Every Sunday demands our attention. Every Sunday is a little Easter. Every Sunday is a day we set aside to offer our worship to God. But Pentecost, especially, demands our attention! Are we awake to the moving of the Holy Spirit in and through the church? This day means new life for God’s people!
It’s no accident that the birth of the Church occurs on this important festival day. The Feast of Pentecost, or Weeks, as it is known in the Old Testament, marked the end of the celebration of the spring harvest, a Jewish liturgical cycle that began at Passover and during which devout Israelite families praised God for God’s grace and bounty. It was also the beginning of a period, lasting until the autumn festival of Booths, in which the first fruits of the field were sacrificed to the Lord.
Among some Jews, the Feast of Weeks was also a time of covenant renewal. The Hebrew word Shavuot could be translated weeks or oaths. The Book of Jubilees is a Jewish writing that dates from about 150 B.C., and it states, “Therefore, it is ordained and written in the heavenly tablets that they should observe the feast of Shavuot in this month, once per year, in order to renew the covenant in all (respects), year by year.”[i]
Pentecost, then, is a significant and expectant moment in the life of God’s people, and in the relationship between God and God’s people. It’s like that moment when gestation ceases and giving birth occurs. It is both an end and a new beginning, like graduating from high school or college. The end of the old thing is the beginning of something new.
Pentecost is not a time of completion, any more than baptism or accepting Jesus is a time of completion. You can’t say, “Well, I accepted Jesus and got baptized. Check that off the list, I’m good to go now.” Pentecost, like baptism and accepting Jesus Christ is a beginning; a time of moving forward into new dimensions of being. When we accept Jesus Christ, or when we’re baptized, we aren’t done. Those things are not the end-goal, but the very beginnings of Christian life. For the church, receiving the Holy Spirit at Pentecost was not the end-goal, but the very beginning of the Church!
We follow the lectionary cycle in our worship, so we’ve been prepared for the arrival of this significant moment in time. Twice, in connection with Jesus’ ascension, the coming of the Holy Spirit has been promised: “…you will receive power when the Holy Spirit has come upon you.” (Act 1:8, CEB). At Pentecost, that promise is now realized in a manner which far and away exceeds the expectation of even the most faithful disciples. New life for the Church! New life for individuals within the Church! New life through the Spirit of God! The meaning and significance of Pentecost is that God has given us a new way of living.

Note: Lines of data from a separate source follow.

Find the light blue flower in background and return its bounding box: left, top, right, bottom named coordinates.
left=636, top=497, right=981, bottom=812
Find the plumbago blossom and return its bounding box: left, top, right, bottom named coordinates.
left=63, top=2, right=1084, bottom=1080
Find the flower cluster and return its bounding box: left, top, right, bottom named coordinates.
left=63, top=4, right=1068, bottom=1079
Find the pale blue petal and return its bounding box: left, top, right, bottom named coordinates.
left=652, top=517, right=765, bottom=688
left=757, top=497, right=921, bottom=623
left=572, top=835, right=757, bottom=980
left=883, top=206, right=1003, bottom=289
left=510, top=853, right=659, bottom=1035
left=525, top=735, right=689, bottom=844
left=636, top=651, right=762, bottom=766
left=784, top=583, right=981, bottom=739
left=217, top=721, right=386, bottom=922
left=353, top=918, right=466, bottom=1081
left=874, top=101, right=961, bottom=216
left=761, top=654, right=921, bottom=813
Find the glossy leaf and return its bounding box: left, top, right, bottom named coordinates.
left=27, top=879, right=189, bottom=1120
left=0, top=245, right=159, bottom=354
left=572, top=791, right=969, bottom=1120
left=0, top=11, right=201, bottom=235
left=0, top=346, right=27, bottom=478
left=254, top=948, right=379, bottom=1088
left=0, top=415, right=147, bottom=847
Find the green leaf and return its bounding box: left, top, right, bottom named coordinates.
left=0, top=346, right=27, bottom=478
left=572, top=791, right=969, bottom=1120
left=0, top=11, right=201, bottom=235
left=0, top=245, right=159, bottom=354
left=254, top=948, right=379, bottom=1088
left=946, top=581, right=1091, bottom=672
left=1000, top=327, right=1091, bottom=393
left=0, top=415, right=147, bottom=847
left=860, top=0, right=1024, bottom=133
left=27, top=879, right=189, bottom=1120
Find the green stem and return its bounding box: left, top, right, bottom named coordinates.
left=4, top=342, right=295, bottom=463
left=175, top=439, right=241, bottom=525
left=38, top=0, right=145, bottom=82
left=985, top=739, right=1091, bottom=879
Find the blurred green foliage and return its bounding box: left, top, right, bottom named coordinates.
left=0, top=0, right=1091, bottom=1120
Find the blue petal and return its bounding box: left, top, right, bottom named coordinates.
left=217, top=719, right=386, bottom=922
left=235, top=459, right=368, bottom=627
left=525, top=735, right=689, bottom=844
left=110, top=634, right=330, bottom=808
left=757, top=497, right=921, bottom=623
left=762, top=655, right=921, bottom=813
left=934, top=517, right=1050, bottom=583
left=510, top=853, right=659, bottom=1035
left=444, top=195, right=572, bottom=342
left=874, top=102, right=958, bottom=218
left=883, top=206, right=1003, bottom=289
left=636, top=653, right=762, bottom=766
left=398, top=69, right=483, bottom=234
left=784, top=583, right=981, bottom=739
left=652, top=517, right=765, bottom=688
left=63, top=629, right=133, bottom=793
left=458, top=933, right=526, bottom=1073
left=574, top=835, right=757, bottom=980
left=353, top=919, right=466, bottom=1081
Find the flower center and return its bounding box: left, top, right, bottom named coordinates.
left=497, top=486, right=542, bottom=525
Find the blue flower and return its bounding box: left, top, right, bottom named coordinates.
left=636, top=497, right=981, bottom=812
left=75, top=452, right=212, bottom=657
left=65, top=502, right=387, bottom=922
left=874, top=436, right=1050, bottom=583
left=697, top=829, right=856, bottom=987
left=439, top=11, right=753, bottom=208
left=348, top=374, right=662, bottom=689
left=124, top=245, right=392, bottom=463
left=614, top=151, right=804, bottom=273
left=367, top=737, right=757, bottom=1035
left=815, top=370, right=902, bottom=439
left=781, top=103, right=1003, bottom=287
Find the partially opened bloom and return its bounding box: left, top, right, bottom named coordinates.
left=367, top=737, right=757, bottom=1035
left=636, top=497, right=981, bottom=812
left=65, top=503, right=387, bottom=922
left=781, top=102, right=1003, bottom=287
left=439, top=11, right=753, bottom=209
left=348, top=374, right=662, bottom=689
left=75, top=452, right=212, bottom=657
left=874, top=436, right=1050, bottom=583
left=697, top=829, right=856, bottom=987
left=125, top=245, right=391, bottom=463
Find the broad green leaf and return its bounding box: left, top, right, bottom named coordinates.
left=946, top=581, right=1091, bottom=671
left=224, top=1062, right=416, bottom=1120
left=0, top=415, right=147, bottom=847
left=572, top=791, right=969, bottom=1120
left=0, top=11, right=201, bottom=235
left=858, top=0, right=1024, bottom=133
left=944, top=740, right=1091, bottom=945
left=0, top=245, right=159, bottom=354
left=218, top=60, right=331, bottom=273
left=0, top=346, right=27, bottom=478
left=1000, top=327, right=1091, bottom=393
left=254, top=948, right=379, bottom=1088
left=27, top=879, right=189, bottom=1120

In the early Church, Easter ranked first among all Christian holy days, and Pentecost ranked second—even ahead of Christmas. Have you ever thought of Pentecost as something that important? It’s the second-most-important Christian holy day! Pentecost is something we Christians ought to get excited about! If we’re as lackadaisical as the Grandson in The Princess Bride and say, “It doesn’t sound too bad. I’ll try and stay awake,” then we’re really not seeing the significance of what God has done by sending his Holy Spirit upon us.
At Pentecost, no-one present is excluded from this display of God’s grace. Everyone was included, no matter their nationality. Cretans (I’ve been called a cretin before) and Arabs are included.
Unlike other important events in the history of God’s mighty acts in Jesus, the Christ, where only the inner circle of disciples were witnesses to the work of God’s Spirit, everyone is included at Pentecost. Everyone hears the noise like a rushing wind! The tongues of flame rest on each of the disciples, and a moment later the crowd comes surging forward because each one has heard the disciples speaking in his or her native language.
In order that not even the least astute person reading this text might miss the inclusiveness of the moment, the list of places that begins in verse 9 traces a wide sweep through the Greco-Roman world. Everyone, from every corner, is included.
When I went to Israel, my tour guides were Palestinian Christians. And they said that they traced the ancestry of their Christian Faith back to the Day of Pentecost, where Arabs are mentioned as those who were present in Jerusalem on this day, and who heard the noise like a rushing wind and heard Peter stand up and preach! I thought that was pretty cool, and it’s right there in Acts 2:11.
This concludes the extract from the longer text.